Once your needs for survival are met, once this partner can carry his own weight and if you were to get sick or incapacitated or need to leave the workforce for a time such to have a baby, if he could support all of you for a time, that would be ideal. Those are reasonable standards.

The standard that he has to outstrip even a middleclass income even when you’re doing very well is a standard that is more likely to keep you alone.

And finally, the standard of looks.

Actually, most women don’t have a problem with this standard. In fact, there is some indication in research that if a woman is given a choice between a man who hits all her criteria and is very good-looking versus a man who hits all her criteria and is average-looking, most women would choose the average-looking man who hits all her criteria.

There aren’t that many women who overvalue male looks. And the scientific explanation for this is that in ancient past as now, virtually any man could get a woman pregnant, could help her cast her genes forward even if he weren’t particularly good-looking. What really mattered was whether he was going to stick around and provide and protect.

Additionally, we know from modern studies of what’s going on right now in the world that the best-looking men are the most likely to cheat simply because women are more likely to approach them and offer sex. So, most women don’t really have a big issue with overvaluing male appearance.

However, for the women out there who do, I want to ask you this.

Are you yourself unusually beautiful? If you are, you can ask for that. You are very likely to get it.

If you’re not, you’re asking for someone who is likely to ignore you all together or if he does partner with you, it’s likely to be a very short term thing and you’re much likely to get cheated on. I wouldn’t wish any of those outcomes on any of my clients or any of my listeners so I encourage you to loosen up on that standard if you need to.

So to sum up, there is a widespread belief that love is rare. If you find it, that’s all you need. And I’m sorry, but you’re also going to require someone who is really similar to you. You’re going to require someone with a past that’s not going to ruin your future, i.e. when you ask them about their past relationships, how did they end, what were their former partners say about them?

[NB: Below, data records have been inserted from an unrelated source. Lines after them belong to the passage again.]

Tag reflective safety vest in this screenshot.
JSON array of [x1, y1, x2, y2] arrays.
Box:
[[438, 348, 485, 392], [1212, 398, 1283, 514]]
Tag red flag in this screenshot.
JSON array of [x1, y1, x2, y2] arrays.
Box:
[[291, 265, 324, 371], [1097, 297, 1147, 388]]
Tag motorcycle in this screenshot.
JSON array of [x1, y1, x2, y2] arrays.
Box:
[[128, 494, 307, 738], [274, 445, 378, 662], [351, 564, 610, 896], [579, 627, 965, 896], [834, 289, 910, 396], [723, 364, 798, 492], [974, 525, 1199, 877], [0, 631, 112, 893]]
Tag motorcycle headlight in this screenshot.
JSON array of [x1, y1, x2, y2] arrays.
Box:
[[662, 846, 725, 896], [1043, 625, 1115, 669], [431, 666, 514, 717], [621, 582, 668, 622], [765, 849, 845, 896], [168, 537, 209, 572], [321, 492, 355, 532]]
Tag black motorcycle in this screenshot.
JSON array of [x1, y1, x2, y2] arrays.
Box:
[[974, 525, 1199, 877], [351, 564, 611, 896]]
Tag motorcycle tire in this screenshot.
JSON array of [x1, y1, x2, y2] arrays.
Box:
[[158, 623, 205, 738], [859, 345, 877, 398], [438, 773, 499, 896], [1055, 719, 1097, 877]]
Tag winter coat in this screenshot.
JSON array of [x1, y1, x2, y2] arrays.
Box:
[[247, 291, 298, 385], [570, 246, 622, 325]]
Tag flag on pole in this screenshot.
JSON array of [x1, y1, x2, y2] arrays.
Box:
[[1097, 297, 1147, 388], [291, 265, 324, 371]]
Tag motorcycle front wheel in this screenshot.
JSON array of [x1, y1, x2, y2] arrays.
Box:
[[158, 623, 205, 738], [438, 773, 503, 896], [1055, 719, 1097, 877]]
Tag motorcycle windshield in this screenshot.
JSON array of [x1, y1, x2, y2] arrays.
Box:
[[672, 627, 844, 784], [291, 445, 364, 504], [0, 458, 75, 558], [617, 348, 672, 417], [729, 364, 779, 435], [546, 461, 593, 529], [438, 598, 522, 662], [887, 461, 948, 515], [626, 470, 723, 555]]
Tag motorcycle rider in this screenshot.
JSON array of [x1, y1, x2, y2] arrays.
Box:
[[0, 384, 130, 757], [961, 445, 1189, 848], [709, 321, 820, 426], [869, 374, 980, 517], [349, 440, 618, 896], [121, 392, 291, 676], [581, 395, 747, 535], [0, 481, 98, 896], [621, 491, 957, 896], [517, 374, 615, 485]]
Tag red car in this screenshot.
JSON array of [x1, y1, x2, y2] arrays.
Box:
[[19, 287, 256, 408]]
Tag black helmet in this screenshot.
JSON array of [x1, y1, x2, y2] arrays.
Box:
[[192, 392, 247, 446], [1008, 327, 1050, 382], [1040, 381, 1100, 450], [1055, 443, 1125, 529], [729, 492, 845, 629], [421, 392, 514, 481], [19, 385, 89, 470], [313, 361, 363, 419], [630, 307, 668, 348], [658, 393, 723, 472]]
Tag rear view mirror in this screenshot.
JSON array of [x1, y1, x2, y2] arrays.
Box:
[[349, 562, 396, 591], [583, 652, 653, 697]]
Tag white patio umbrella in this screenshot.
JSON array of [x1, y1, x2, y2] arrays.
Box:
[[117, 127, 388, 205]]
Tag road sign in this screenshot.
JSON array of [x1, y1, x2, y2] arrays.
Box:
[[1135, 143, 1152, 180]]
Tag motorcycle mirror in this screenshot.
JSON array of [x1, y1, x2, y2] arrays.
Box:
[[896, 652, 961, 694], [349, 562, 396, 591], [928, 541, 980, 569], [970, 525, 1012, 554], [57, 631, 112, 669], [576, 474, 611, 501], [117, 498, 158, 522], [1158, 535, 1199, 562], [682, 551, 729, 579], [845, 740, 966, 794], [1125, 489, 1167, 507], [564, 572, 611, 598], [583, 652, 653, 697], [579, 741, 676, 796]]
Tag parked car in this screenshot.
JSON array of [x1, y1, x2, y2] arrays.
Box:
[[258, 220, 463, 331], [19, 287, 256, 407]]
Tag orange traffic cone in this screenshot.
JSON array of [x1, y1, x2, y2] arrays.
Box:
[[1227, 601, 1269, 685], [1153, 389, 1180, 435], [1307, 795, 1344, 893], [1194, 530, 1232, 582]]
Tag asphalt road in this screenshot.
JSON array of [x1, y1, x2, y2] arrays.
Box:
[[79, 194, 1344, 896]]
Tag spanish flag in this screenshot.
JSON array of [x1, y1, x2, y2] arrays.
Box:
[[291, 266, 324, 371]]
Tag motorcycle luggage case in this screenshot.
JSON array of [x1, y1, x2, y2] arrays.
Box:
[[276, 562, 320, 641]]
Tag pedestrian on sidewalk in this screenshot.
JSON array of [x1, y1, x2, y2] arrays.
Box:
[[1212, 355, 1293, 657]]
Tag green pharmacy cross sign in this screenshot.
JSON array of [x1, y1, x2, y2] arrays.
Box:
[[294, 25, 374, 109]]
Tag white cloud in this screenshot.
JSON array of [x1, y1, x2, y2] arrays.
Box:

Make sure that that makes it on to your list. That this person’s past is something that you can live with because one of the big laws of psychology is that people tend to repeat actions from their past. So make sure the actions they have engaged in are ones that you could tolerate living with again.

Make sure that you’ve got a basis for friendship beyond physical attraction. Obviously, you want to be attracted. But there needs to be more of a basis than just that.

And finally, the most important thing, we know from 60 years of the best social science that if you can find and keep someone kind and respectful, your love life is going to go well and if you can’t, it would not.

Mike Hennessy: Well, thank you so much, Duana Welch. I think there’s a lot of good advice in a very short period of time. This is Mike Hennessy and on behalf of the team at LoveEvolveandThrive.com, I would like to welcome you to today’s interview with Dr. Duana Welch.